Surfing, the sport of kings. Or, if you subscribe to Noel Gallagher’s school of thought, the sport of arseholes!
Perhaps you are a king, or an arsehole, or both, and reckon this surfing lark might be for you? Or maybe you fit neither description, but fancy giving it a bash regardless? What follows is a guide to surfing for beginners — a brief introduction to the matriarch of the boardsports family, from whose loins sprang such illustrious offspring as skateboarding, snowboarding, golfboarding, scrabble, etc. Obviously it doesn’t actually contain “everything you need to know” about surfing, but maybe, say, a solid 35% of it, along with a few select nuggets of non-essential information.
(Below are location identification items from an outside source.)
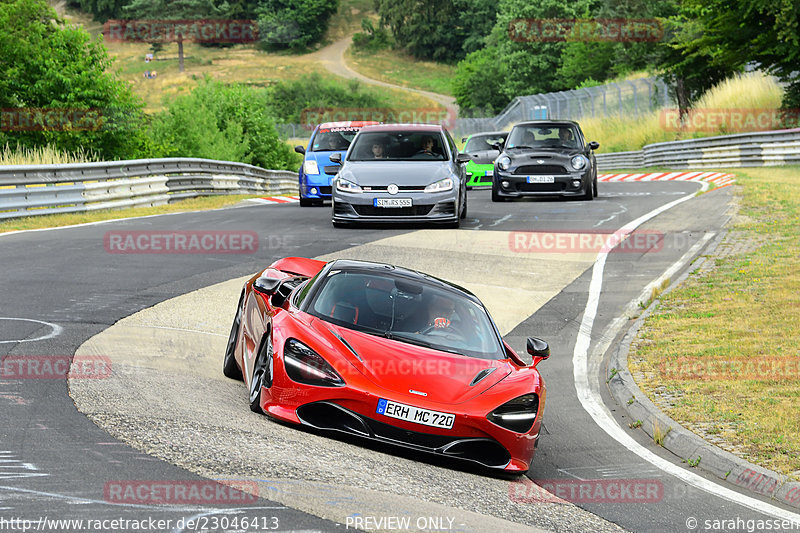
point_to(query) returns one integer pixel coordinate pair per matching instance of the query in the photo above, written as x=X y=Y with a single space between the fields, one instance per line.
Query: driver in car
x=440 y=312
x=566 y=137
x=427 y=145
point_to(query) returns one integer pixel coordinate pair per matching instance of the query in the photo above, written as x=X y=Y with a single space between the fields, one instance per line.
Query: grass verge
x=721 y=353
x=748 y=95
x=400 y=69
x=69 y=219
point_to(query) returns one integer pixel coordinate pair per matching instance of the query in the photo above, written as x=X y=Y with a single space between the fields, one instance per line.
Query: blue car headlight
x=347 y=186
x=306 y=366
x=440 y=186
x=503 y=162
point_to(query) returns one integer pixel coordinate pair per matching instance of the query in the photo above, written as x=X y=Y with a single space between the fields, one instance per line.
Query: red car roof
x=348 y=124
x=405 y=127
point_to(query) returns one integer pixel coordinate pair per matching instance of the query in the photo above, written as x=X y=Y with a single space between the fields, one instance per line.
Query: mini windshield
x=479 y=143
x=330 y=139
x=399 y=146
x=543 y=136
x=407 y=310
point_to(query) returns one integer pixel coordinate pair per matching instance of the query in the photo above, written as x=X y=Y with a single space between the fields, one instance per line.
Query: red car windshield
x=407 y=310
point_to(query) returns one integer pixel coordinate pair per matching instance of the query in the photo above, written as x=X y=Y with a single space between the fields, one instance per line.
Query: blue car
x=317 y=171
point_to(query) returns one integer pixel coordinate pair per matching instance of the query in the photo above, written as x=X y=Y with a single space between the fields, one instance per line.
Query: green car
x=482 y=148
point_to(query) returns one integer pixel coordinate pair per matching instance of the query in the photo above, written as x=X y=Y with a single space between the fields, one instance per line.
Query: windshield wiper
x=392 y=335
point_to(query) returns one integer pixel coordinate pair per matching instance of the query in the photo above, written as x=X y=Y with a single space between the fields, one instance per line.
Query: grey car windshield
x=563 y=135
x=407 y=310
x=479 y=143
x=399 y=146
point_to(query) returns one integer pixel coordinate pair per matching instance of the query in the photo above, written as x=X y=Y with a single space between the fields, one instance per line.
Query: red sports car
x=388 y=354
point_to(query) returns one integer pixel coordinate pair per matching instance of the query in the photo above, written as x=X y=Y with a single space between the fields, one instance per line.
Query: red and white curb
x=276 y=200
x=719 y=179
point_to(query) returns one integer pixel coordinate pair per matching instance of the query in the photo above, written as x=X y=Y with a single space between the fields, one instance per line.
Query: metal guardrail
x=764 y=148
x=48 y=189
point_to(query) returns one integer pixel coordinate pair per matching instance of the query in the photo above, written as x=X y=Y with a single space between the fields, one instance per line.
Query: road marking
x=592 y=402
x=55 y=330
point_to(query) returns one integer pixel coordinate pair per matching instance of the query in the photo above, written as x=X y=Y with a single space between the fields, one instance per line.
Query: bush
x=478 y=82
x=294 y=24
x=372 y=39
x=52 y=66
x=225 y=122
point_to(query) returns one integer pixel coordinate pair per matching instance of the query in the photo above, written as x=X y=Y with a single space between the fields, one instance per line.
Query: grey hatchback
x=401 y=173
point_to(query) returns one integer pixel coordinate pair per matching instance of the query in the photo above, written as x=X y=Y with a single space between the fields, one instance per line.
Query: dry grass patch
x=725 y=345
x=400 y=69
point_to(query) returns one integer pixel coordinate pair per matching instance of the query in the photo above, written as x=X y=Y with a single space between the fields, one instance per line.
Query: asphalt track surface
x=56 y=463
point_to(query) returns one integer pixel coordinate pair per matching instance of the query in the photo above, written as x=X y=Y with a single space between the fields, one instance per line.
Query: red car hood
x=400 y=367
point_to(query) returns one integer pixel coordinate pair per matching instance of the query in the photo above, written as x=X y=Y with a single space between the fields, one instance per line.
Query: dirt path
x=332 y=58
Surfing For Beginners: History of Surfing
The history of surfing — from its not-so-humble beginnings in Polynesia, where the activity was closely bound up with social class and customs, the nobility enjoying exclusive rights to the best surfboards and best waves; to its discovery and subsequent suppression by the conquering White Man in the 18th and 19th century; to its resurgence in the first half of the 20th century thanks to Olympic swimming champ Duke Kahanamoku, and the hedonistic counter-culture it spawned in the second half; all the way up to the contemporary clusterfuck in which information on what and how and when to surf is freely available on the internet — is wonderfully rich and varied. It is probably more interesting than the history of, say, badminton, at any rate.